A US museum has returned a batch of royal regalia to Ghana that was looted by British colonial soldiers 150 years ago, marking the first major return of stolen artifacts to the West African nation.
The Fowler Museum at the University of California, Los Angeles said that the items, all royal objects from the Asante Kingdom, were purchased by a US collector and donated to the museum after his death.
Representatives of the museum handed them over to Asante king, Otumfuo Osei Tutu II, in the city of Kumasi on Thursday.
Photo: AP
The move comes amid growing demand for the repatriation of priceless objects appropriated in colonial times. Nigeria and Ethiopia are among a number of countries seeking repatriation.

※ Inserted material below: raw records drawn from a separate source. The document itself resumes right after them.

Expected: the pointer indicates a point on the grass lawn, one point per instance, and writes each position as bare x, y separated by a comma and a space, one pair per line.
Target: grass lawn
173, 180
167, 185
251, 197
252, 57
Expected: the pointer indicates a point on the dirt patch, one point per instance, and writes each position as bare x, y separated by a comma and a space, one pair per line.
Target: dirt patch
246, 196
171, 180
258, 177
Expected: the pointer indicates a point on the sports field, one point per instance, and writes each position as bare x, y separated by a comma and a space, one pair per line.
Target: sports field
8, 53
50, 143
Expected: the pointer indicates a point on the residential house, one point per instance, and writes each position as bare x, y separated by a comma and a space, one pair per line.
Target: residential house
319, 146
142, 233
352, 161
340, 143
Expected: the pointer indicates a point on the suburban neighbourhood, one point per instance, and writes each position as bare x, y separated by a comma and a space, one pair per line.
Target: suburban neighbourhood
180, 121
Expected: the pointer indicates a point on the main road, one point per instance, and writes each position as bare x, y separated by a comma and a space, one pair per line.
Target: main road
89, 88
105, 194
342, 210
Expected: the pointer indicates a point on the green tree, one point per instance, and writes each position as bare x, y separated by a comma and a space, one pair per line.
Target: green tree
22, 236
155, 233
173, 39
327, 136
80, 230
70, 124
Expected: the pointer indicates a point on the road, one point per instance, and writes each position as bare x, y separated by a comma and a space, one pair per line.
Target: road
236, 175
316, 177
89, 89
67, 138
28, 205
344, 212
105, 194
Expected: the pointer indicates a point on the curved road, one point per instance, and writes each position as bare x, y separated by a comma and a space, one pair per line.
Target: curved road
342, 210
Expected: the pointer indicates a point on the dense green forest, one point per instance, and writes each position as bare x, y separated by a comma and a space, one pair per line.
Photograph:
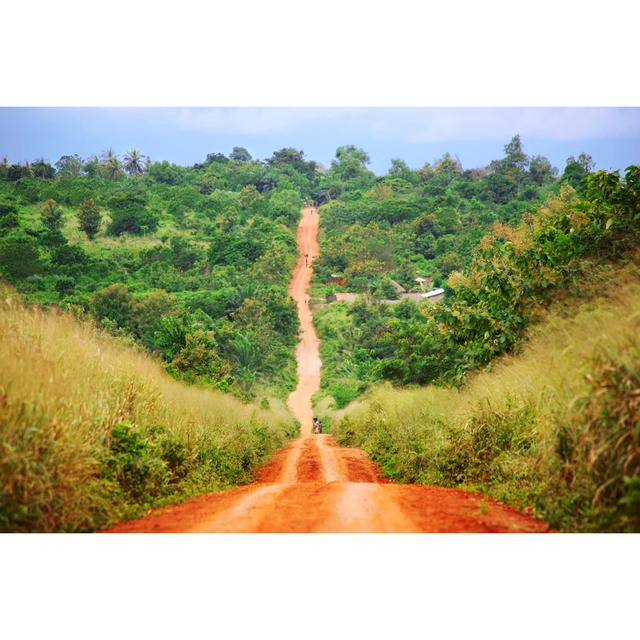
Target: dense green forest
190, 262
434, 223
534, 360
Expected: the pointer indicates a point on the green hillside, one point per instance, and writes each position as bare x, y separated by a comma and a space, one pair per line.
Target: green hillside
191, 262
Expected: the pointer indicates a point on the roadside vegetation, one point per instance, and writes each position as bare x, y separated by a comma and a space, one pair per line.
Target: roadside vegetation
190, 262
93, 431
514, 249
554, 427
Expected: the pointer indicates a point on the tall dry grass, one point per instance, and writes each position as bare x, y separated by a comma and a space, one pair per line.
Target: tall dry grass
92, 430
555, 427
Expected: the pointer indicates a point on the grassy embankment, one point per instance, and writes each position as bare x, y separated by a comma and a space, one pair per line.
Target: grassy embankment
93, 431
554, 428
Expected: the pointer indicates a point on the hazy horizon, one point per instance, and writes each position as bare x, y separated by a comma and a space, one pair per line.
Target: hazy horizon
417, 135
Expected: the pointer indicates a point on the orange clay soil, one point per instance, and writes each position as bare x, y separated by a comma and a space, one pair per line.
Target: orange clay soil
314, 485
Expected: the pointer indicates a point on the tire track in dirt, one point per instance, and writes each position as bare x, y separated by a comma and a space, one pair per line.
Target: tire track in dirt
314, 485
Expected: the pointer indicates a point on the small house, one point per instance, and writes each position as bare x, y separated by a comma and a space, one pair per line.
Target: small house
434, 295
397, 286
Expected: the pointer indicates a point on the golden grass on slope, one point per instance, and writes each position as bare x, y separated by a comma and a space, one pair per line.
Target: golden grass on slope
526, 429
65, 386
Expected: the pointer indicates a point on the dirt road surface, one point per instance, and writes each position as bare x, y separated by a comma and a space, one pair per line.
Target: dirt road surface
316, 486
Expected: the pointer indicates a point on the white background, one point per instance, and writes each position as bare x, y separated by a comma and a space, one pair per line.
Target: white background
285, 53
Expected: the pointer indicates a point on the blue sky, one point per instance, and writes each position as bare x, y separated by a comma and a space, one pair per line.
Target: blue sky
417, 135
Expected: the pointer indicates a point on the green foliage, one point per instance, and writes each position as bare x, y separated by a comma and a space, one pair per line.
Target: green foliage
114, 304
51, 215
130, 214
89, 218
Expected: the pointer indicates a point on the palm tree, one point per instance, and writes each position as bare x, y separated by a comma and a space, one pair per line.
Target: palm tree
134, 163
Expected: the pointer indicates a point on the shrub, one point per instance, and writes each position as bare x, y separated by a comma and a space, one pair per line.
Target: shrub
89, 218
130, 214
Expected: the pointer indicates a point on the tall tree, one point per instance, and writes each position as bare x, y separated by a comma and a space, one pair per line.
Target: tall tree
42, 169
69, 166
240, 154
134, 163
111, 167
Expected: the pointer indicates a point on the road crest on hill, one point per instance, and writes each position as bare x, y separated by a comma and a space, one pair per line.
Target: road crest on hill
313, 485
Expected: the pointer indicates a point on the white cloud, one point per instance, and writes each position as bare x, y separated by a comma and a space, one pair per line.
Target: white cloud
251, 120
421, 124
440, 124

The items returned by the Fowler Museum include an elephant tail whisk, two royal stool ornaments, a royal necklace, two strands of beads and an ornamental chair.
Four of them were taking during the 1874 sacking of Kumasi, and three were part of an indemnity payment later made by the Asante Kingdom to the British, the museum said.
Photo: AP
“These are objects that connect the present to the past ... the very essence of a civilization,” said Ivor Agyemang Duah, director of the Asante royal museum.

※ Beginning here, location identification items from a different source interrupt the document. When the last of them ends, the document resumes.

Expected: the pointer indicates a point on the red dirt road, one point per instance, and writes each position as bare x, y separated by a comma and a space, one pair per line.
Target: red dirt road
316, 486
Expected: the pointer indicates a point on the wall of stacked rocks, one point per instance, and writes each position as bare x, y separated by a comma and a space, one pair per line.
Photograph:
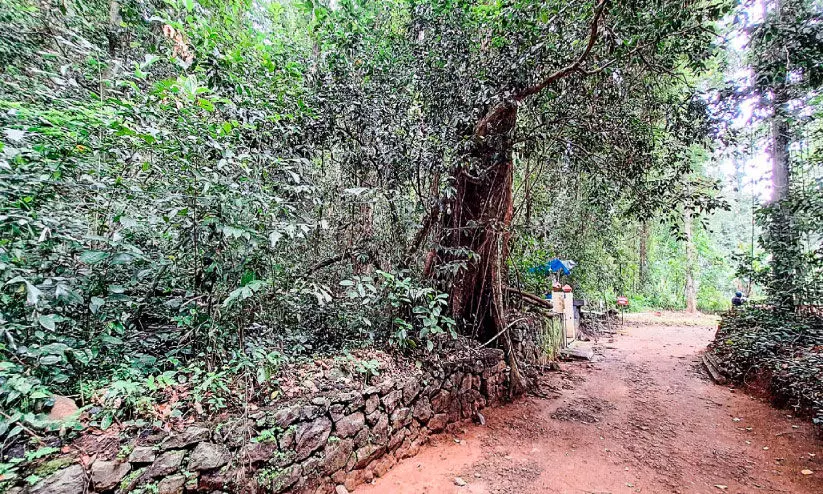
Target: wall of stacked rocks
329, 442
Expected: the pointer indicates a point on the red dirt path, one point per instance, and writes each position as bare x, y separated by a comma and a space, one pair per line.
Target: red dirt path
644, 419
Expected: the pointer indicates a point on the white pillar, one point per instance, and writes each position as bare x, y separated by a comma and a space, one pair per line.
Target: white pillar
568, 315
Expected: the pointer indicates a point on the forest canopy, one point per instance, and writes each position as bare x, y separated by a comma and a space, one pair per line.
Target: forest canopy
208, 185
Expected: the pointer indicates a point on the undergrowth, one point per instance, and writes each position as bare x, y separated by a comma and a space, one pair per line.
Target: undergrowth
787, 348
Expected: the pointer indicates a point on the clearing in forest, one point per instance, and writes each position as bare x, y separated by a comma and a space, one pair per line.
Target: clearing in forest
645, 418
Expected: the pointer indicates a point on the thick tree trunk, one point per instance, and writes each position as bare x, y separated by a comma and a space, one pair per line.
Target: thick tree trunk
479, 223
691, 291
785, 251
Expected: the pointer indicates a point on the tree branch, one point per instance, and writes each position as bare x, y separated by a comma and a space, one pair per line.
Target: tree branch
574, 66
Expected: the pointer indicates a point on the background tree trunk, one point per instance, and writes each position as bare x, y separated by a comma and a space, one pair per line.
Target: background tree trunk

University of Ghana historian Kwaku Darko Ankrah said the return was important for Ghana, but expressed hope that it would also trigger a conversation about how the Asantes came by the items.

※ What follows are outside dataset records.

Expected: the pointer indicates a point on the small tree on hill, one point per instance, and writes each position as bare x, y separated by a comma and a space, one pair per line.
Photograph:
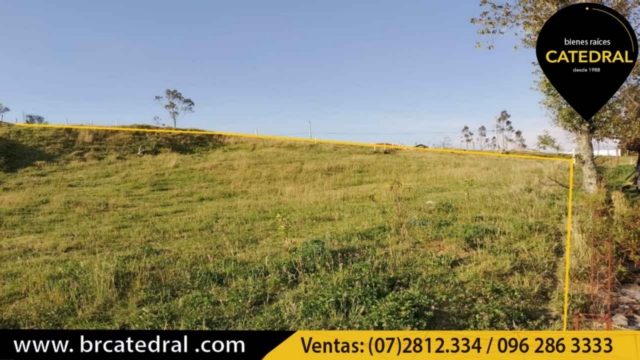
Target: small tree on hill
502, 122
520, 140
467, 135
175, 104
482, 137
546, 141
34, 119
3, 109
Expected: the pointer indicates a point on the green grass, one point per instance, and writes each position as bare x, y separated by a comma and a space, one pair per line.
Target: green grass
272, 235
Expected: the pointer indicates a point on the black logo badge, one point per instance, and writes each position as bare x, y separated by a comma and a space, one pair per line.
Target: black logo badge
587, 51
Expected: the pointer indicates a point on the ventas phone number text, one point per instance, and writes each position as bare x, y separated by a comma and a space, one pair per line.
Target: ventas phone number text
463, 345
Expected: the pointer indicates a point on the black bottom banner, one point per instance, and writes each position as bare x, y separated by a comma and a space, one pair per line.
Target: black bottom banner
133, 344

“Looting was also one major trait of the Asantes at the height of their supremacy and there is historical evidence of things they looted from other tribes they fought” across Ghana, he said.
Ankrah wants returned items to be identified and the original owners found.
“They [the original owners] also have equitable rights to those items. If they are not identifiable but the Asantes agree they are looted treasures, then the artifacts should become national treasures of Ghana,” he said.